Meet Shonta, On the Road Board member!

Brandy Lindsey from Q101

Today, we wanted to highlight Shonta Sellers, one of our amazing Board Members who helps ensure that we can continue to provide equal access to educational opportunities and hands-on career experiences.

Born and raised in Winston Salem, Shonta is a proud alumna of North Carolina Agricultural and Technical State University, where she completed her undergraduate career; she also has a master’s in marketing from Capella University.

Prior to moving to Harrisonburg in 2015, Shonta worked in various roles in the marketing field, both within corporations and small businesses. 

“I learned a lot of things about education [in that role] and it fed into my passion” Shonta explained. “I have a daughter … and you want to try to create opportunities for students to do things that you provide for your child, but that these other children may not have the opportunity to do or be exposed to.”

Shonta carried this desire to serve the next generation with her when she moved to Harrisonburg in 2015 and agreed to serve on our board in 2017. 

Shonta said she welcomed the chance to learn while serving with us at On the Road, especially after first visiting a learning showcase and seeing the amazing things our youth were doing. 

During that experience, Shonta said she immediately saw how On the Road was working to enrich the lives of the next generation with additional learning opportunities that inspire growth and she felt pulled to be involved, especially as our organization was growing and working toward our first graduating class. 

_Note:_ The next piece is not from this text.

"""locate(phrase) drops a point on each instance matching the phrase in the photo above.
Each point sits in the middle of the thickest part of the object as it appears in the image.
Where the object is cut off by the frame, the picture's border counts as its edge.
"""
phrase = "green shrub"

“I wanted to be a part of … and be able to celebrate an organization that really was thinking about the future of students in our community,” Shonta continued. “[And I loved] that there wasn’t some qualification to participate, that [On the Road] opened their doors for any and everybody to come in and … get help and attention and support and love and a sense of family and unique friendships.”

“That is one of the stronger parts of what on the road has to offer: the support system that we provide to the students and to each other,” Shonta added.

She said she also hoped that she could contribute in her own unique way as a non-native of the area. 

“One of the things that I was excited about when I learned about On the Road was the opportunity to share what happens outside of these mountains,” Shonta said. “It’s important to think about what your next steps are and how you’re going to become who you uniquely are … and On the Road helps these youth do that.” 

Shonta says that in addition to the work she gets to do to help our youth, she also loves being a part of On the Road’s Board of Directors, which she says is a group of fun and supportive professionals. 

“We enjoy each other and we respect each other,” Shonta said about our Board of Directors. “We are a very diverse group of people, in ethnicity and background and education and career, and all of that brought together helps make this organization what it is. And it helps us prepare these students for something far greater than they could ever imagine.”

Shonta said that this year, as our organization has worked to continue providing support to our youth in the time of COVID-19, our mission has remained true and more important than ever. 

“Just thinking about this year alone, this is what we’re here for,” Shonta said, recognizing the importance of our work as youth adjust to virtual learning. “To still be able to provide ourselves as a resource to the community and to the youth in our program [during this season] is phenomenal.” 

But Shonta said she also understands that the work we do is only made possible because of the amazing support we have from our community. 

“To know that we have the community support to be able to do [this work] is amazing,” Shonta said. “Our partners and our sponsors are great, and to know that they’re still willing to pitch in a hand or a dollar to help support us is a major thing. And I think the youth feel that, too.”

Shonta said that for those who don’t know much about On the Road, she’d most want them to know “about the smiles”.

“I know that sounds cheesy, but really, when you see the pictures and when you walk into the classrooms and when you see the kids cooking or making pottery … or working on cars, and you see the smile—that’s when you know we nailed it,” Shonta said.

“I would want everybody to just try it for one day and see one child smile, and you’ll know why on the road is important and why it’s relevant to this community,” Shonta said.” “That child may not have smiled yesterday and they may not have smiled today, but once they get to On the Road and they get to do things that they are interested in and be with people that are genuinely interested in what they are interested in, that smile is what makes it all the more relevant. That’s what makes it worth it.”